The Dutch language has a beautiful word: It’s called ‘niksen.’ It literally means: To nothing.
Niksen can be considered as an activity where you sit down on the sofa or lie down on your bed and – you’ve guessed it—, do nothing. You just sit there and stare.
Back in the days when I was a kid, I was great at niksen. But nowadays, I realize that niksen has become more difficult. First, I have a lot of important things to do. I used to study for 4 years, I’ve had a full time job, and now I am an entrepreneur. There is little time left for doing nothing. Especially when I have fun activities planned during evenings and weekends.
But there’s a more dominant cause that prevents me from doing nothing: Electronic devices and online media. Since the rise of Apple, Google and Facebook, the chances are high that you will find me on a smartphone watching YouTube or accessing Social Media after work.
And that can be a problem for your creativity, productivity and even for your own sanity.
Because the goal of ‘niksen’ is to separate yourself from all busy activities and all the stimuli your brain receives. If you don’t grant yourself any time to do literally nothing, your mind essentially stays on 24/7.
Cal Newport, writer of ‘Deep Work’ says that you should grant yourself the chance to be bored. Being bored is a thing that sounds — uhm, boring. But boredom is beneficial for your mental health. Boredom can also improve your creativity and your attention span.

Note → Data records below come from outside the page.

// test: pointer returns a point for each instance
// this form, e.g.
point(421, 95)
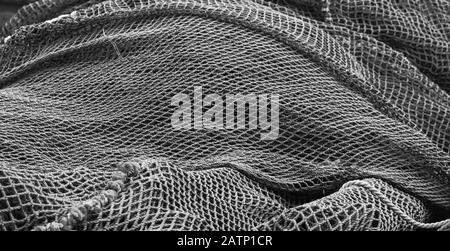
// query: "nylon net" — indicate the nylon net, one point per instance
point(86, 140)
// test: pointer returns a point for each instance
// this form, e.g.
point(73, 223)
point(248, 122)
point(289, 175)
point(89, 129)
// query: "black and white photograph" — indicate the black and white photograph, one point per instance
point(215, 117)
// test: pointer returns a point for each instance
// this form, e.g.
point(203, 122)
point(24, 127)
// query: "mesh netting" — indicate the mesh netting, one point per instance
point(86, 140)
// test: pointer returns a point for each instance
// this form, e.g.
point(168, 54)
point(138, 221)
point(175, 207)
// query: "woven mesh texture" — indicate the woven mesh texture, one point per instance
point(364, 120)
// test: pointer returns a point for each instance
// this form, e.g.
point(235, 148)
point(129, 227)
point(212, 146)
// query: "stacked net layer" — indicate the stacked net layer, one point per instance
point(364, 115)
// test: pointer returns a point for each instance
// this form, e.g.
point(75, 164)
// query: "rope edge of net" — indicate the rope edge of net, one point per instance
point(72, 217)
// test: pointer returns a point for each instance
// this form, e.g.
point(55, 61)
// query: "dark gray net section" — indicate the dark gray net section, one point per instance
point(364, 126)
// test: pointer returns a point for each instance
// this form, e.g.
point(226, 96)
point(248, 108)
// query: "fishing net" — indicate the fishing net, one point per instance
point(86, 140)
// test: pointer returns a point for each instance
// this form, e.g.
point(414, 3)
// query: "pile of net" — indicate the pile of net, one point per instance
point(86, 140)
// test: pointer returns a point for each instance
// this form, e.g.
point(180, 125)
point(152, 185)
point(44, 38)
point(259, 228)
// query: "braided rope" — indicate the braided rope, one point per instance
point(71, 217)
point(440, 225)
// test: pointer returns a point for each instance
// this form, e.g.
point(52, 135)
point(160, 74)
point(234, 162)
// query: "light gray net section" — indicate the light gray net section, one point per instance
point(364, 115)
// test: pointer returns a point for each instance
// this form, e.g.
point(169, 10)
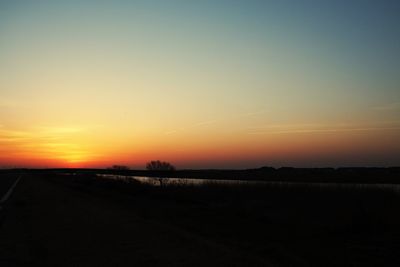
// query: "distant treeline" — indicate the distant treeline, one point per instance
point(286, 174)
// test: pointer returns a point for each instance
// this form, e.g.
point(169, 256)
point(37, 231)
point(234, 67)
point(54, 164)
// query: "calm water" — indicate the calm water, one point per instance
point(194, 181)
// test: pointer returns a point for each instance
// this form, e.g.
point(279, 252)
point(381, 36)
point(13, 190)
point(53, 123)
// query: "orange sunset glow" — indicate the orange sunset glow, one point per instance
point(123, 83)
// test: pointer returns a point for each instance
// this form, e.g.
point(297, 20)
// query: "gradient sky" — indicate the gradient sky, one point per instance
point(202, 84)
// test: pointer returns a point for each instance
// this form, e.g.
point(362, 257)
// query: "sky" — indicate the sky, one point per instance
point(201, 84)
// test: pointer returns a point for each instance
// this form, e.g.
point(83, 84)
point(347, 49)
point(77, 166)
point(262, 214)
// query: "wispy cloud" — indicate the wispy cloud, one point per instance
point(330, 130)
point(194, 125)
point(44, 141)
point(388, 107)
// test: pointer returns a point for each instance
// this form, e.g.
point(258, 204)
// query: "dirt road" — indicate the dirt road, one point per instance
point(50, 224)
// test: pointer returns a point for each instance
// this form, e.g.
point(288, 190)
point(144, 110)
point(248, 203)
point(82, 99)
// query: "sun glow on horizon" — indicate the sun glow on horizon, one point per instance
point(201, 84)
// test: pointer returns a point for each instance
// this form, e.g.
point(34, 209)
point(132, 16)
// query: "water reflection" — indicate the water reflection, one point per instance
point(154, 181)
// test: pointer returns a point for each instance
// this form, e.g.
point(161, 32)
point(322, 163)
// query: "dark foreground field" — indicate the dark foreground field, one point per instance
point(81, 220)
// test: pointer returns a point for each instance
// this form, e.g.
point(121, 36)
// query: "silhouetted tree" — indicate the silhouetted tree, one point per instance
point(119, 167)
point(157, 165)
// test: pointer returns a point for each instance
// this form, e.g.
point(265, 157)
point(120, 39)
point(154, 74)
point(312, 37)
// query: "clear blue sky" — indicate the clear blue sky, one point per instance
point(200, 83)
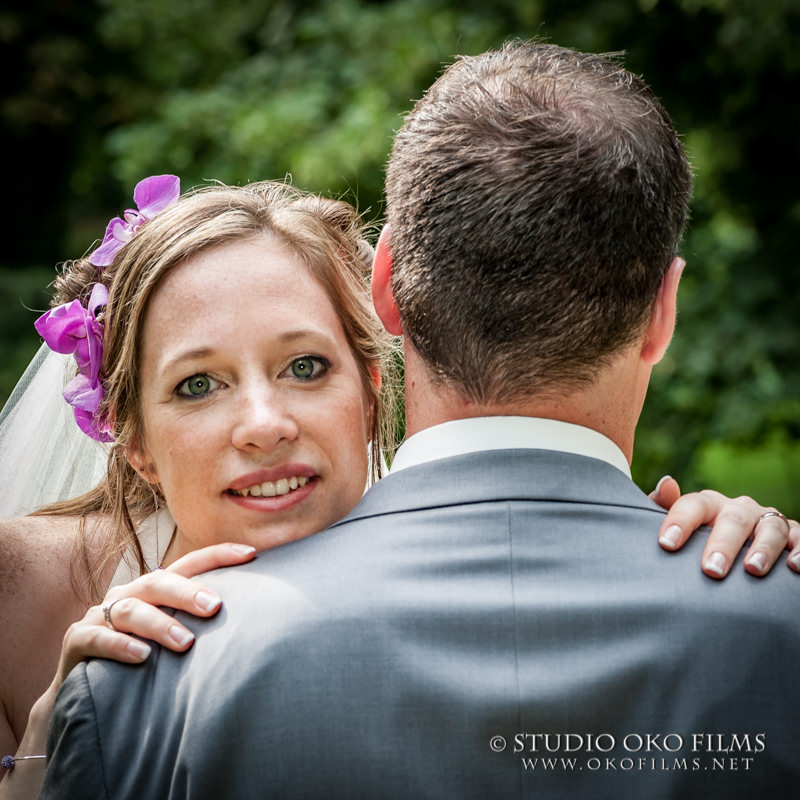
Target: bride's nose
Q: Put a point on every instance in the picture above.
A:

Newport introduced a very interesting tactic to improve your habit of ‘niksen’, or being bored: Normally, when being bored, we would always look for our phone. We must resist that urge. Are you waiting in a queue? Don’t pick up your phone. Family or friend gathering? Don’t pick up your phone. Commuting to work? Don’t pick up your phone.
Use these moments to let your brain restore and to let your creativity flow. Because when you ‘niks’, and when you are bored, the most interesting ideas arise.